After a debilitating car accident in 1967, he left Engineering and started experimenting with resin in the studio of artist Charles Mattox, who created his first sculptures, transparent cylinders of colored resin cut on different corners. In 1969 he moved to the studio of the deceased painter John Altoon designed by Frank Gehry, and the following year he threw out his first full parabolic lens in Polyesterhars, a form that he would continue to explore for more than five decades.

See also  Maura Brewer pulls back the curtain on art investors

“His life ran parallel to the art world and suddenly it really crossed the moment and the place where artists became more interested in the questions in which he was interested as an engineer,” Whitney Museum of American Art Curator Kim Conaty said in an interview in 2019.

On the suggestion of Robert Rauschenberg, he contacted the dealers of New York Betty Parsons and Leo Castelli, who both refused to offer him shows, although Parsons bought some works. A casual encounter with curator Marcia Tucker led to a solo show in the Whitney Museum in 1970, followed by exhibitions in OK Harris Gallery in New York and Phyllis Kind Gallery in Chicago.

Eversley was not overlooked; His work is in the collections of more than 40 museums. However, the level of fame that some of his contemporaries reached turned out to be elusive. The deep scientific basis of his works distinguished him from other Light & Space artists, all of whom were also white, and his hard abstractions do not fit comfortably within the limits of black art movement of the 1960s and 70s.

That began to change in the past decade. In 2018, David Kordansky became the first and only gallery that represented him. In 2022, the Orange County Museum of Art opened a new building with a concise retrospectivewho expanded during his 1976 solo show in the same institution. He created his First outdoor cast resin sculpture In 2023, a Commission for the Public Art Fund, a towering Magenta Parabolic Monument in Central Park entitled ‘Parabolic Light’. “Portals,” his largest public artworks, consisting of eight monumental steel cylinders, was unveiled in West Palm Beach at the end of last year.

Despite their technical and scientific basis, Eversley’s sculptures are all about changing perception, and the relationship between the viewer, the artwork and the world as it is reflected and broken, themes that he is never tired of exploring countless variations.

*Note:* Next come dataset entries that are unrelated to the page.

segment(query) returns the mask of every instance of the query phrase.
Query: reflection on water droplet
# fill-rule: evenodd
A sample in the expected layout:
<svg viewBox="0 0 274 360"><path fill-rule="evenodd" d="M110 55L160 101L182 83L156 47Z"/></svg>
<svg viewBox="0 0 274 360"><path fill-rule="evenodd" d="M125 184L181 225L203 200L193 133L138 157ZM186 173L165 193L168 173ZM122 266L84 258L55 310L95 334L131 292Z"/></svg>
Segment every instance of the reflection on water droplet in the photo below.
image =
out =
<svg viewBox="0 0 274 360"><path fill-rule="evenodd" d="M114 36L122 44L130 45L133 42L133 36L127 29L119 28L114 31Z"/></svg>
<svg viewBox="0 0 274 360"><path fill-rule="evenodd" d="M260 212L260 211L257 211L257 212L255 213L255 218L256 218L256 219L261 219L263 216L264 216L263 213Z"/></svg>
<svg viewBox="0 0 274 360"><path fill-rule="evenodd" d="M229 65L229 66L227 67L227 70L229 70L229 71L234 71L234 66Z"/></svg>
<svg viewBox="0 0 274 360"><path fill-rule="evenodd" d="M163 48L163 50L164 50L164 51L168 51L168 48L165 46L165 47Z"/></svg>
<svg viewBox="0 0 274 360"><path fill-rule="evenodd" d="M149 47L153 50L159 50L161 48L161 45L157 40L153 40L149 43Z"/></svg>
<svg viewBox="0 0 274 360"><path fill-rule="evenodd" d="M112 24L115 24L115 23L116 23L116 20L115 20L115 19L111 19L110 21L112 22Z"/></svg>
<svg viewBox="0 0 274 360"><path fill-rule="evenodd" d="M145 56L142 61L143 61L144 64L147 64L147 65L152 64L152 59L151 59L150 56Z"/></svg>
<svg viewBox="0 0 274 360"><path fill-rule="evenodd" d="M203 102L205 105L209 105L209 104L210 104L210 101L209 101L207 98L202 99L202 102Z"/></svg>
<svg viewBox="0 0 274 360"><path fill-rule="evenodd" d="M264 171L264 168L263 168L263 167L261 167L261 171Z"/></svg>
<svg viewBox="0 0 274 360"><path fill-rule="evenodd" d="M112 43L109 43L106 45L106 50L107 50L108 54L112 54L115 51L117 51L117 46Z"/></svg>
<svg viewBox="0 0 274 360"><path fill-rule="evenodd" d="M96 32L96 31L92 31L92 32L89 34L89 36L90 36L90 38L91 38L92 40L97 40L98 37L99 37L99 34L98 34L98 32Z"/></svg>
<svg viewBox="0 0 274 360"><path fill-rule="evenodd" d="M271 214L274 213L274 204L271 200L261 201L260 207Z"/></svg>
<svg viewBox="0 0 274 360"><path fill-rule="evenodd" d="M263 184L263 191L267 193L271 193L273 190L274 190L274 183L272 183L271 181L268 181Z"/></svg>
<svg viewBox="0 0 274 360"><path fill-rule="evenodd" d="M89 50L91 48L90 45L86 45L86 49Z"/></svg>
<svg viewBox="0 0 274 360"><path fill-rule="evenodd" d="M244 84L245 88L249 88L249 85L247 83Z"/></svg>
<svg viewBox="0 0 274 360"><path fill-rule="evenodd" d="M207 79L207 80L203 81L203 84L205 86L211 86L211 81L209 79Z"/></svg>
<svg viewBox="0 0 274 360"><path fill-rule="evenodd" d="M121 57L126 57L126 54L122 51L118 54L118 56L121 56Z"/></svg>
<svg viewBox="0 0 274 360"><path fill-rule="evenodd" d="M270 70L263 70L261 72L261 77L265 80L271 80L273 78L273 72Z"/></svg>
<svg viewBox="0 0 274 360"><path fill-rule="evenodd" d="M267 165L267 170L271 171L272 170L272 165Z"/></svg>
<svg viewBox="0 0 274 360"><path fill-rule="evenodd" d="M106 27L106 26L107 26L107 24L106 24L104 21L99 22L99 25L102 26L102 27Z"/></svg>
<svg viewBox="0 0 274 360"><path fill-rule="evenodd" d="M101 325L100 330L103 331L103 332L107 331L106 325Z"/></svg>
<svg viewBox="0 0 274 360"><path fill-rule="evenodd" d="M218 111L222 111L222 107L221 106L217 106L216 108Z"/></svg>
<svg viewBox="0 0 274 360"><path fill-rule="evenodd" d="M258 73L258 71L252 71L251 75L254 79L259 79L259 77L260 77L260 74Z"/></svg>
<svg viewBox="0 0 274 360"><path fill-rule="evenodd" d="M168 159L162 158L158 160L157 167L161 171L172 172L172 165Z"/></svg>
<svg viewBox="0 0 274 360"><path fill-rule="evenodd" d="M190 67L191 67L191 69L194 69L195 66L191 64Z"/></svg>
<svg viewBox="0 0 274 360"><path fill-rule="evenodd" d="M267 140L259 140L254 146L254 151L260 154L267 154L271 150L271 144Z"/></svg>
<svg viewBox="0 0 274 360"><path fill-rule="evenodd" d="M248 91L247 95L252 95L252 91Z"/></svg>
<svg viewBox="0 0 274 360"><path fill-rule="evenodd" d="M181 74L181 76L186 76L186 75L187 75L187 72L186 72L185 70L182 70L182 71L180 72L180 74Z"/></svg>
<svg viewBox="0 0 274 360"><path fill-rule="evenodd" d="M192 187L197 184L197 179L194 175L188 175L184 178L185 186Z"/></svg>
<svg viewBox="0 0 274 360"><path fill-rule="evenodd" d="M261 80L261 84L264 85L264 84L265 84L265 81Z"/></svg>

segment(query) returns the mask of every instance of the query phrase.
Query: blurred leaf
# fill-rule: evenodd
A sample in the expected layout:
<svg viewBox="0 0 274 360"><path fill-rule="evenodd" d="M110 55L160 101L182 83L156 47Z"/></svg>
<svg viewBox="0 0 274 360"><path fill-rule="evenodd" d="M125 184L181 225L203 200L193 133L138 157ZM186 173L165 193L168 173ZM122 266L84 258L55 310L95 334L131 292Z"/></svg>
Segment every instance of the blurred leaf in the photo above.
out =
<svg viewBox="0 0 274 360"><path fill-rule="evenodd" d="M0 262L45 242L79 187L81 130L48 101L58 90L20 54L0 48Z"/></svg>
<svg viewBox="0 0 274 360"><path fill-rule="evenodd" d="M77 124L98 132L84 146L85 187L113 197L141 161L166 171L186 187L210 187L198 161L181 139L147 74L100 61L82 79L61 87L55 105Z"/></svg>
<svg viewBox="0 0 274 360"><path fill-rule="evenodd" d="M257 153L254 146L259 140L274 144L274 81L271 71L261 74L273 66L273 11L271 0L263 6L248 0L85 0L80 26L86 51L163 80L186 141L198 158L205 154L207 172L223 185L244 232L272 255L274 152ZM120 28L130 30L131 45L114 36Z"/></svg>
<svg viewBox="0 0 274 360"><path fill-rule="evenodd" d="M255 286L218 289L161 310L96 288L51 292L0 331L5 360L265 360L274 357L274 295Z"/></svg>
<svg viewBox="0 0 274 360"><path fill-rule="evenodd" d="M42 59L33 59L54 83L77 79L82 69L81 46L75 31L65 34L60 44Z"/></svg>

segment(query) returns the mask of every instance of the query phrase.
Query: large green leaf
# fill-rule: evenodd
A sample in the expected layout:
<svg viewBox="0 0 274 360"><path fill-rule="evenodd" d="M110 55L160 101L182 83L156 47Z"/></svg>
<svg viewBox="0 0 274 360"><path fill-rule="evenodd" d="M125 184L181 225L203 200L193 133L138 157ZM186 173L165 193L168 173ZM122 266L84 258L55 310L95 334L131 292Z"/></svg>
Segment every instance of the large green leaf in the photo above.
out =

See also  A rare atlas of astronomy from the Dutch Golden Age is on display in England

“The virtuosity of Eversley is matched by a modest humor,” wrote Hyperallergic Reviews Natalie Haddad in 2021. “The correspondence between the parabolic lens and the eye can evoke associations with surveillance or panopticism, underlined by laying our own reflections with the distorted views and reflections of others.”

Eversley was forced to leave his studio in Venice in 2019 when his landlord refused to renew his lease and to move full -time to his Soho studio in New York, which he had occupied since the end of the 1970s.

“He had a clear clarity of vision that was unique and never staggered,” said curator Cassandra Coblentz, who came up with the OCMA show 2022, said Hyperallergic. “He approached his work with enormous integrity and for decades, he remained persistent in his dedication to improve his profession. I was always struck by the joy he took to explore the most subtle nuance that would push his vision forward.”